By Laurie Fullerton | Freelance Writer

May 18, 2017 | 2 min read

The threat of cyberattacks on institutions, including healthcare, is under review after the recent WannaCry ransomware attack that impacted the UK’s National Health Service (NHS) with the US healthcare's own cybersecurity preparedness of particular concern.

A recent B2B technology report by ABI research noted a lack of awareness and complacency in the healthcare industry that stems from both inadequate data protection legislation, and a false sense of security and suggests that millions of health records have been breached here in the US since 2010.
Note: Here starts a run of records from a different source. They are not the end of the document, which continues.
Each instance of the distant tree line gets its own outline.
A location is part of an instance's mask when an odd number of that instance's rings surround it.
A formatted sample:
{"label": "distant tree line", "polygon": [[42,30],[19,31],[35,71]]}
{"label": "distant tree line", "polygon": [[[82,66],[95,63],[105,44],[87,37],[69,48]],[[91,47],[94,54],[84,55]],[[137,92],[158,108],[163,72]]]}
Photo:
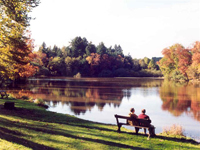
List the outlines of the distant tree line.
{"label": "distant tree line", "polygon": [[162,51],[164,57],[158,62],[163,75],[176,81],[200,79],[200,41],[191,48],[175,44]]}
{"label": "distant tree line", "polygon": [[120,45],[97,46],[86,38],[75,37],[68,46],[48,47],[43,43],[34,53],[32,65],[37,66],[36,76],[82,77],[159,77],[161,58],[133,59],[125,56]]}

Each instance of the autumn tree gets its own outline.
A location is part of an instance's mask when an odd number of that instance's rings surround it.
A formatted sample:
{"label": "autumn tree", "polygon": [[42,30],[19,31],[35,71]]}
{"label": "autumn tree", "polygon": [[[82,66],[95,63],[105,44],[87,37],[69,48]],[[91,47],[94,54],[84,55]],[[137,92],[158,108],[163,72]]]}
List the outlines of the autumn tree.
{"label": "autumn tree", "polygon": [[33,41],[26,31],[28,13],[39,0],[0,0],[0,76],[1,79],[29,77],[35,72],[30,62],[34,55]]}

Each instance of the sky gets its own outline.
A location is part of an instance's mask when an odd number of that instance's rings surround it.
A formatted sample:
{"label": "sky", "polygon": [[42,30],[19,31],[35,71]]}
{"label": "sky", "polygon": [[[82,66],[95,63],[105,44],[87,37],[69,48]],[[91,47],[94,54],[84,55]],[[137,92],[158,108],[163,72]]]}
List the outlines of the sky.
{"label": "sky", "polygon": [[43,42],[69,46],[80,36],[139,59],[200,41],[200,0],[41,0],[30,16],[35,50]]}

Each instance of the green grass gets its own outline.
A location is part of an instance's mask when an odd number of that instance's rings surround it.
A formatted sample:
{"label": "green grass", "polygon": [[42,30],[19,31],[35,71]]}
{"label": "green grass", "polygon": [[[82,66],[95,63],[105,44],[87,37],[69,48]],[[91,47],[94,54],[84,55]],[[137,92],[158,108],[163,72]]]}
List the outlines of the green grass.
{"label": "green grass", "polygon": [[[3,108],[5,101],[15,102],[15,110]],[[113,116],[114,117],[114,116]],[[48,112],[27,101],[0,99],[1,150],[184,150],[200,149],[191,139],[143,134],[116,125],[82,120],[70,115]]]}

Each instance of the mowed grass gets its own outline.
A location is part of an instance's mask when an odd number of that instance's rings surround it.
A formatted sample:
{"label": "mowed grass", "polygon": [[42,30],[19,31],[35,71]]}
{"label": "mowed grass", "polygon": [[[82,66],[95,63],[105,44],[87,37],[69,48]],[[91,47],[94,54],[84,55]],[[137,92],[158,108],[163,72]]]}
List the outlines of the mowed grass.
{"label": "mowed grass", "polygon": [[[4,109],[5,101],[15,102],[16,109]],[[157,135],[148,140],[125,128],[116,131],[116,125],[49,112],[28,101],[0,99],[0,150],[200,149],[191,139]]]}

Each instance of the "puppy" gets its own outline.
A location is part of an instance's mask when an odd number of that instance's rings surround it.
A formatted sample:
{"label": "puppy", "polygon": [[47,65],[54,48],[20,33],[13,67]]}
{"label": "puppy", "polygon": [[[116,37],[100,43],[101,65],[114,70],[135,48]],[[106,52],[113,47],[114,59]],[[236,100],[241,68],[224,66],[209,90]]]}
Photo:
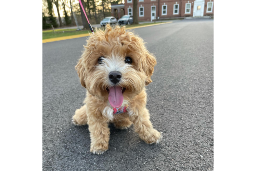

Though the most recent cyberattack was one long forewarned by security professionals, the report looked at 455 B2B US based companies across nine vertical markets, and the healthcare sector showed the least concern regarding Internet security out of all sectors who participated in the survey.

"Cybersecurity within the healthcare sector has been traditionally poor, at best and is generally limited to box ticking as required under data protection legislation," says Michela Menting, research director at ABI Research. "A true understanding of the risks and the requirements of comprehensive, multi-layered cybersecurity implementation is sorely lacking.”

While 82% of healthcare respondents did not rank privacy and data protection as a concern, and 58% did not rank cybersecurity at all, over half of the respondents did not acknowledge any obstacles to using more technology.

A better understanding of cybersecurity legislation and guidance is key.

In its current state, ransomware will continue to threaten security in healthcare, due to the ongoing vulnerabilities in everything from patient care to hospital equipment.

"Complacency in risk mitigation is dangerous, as the WannaCry ransomware attack sadly revealed," added Menting. "Healthcare organizations should treat cybersecurity as a living process, rather than as a static checklist, especially when considering new technology adoption."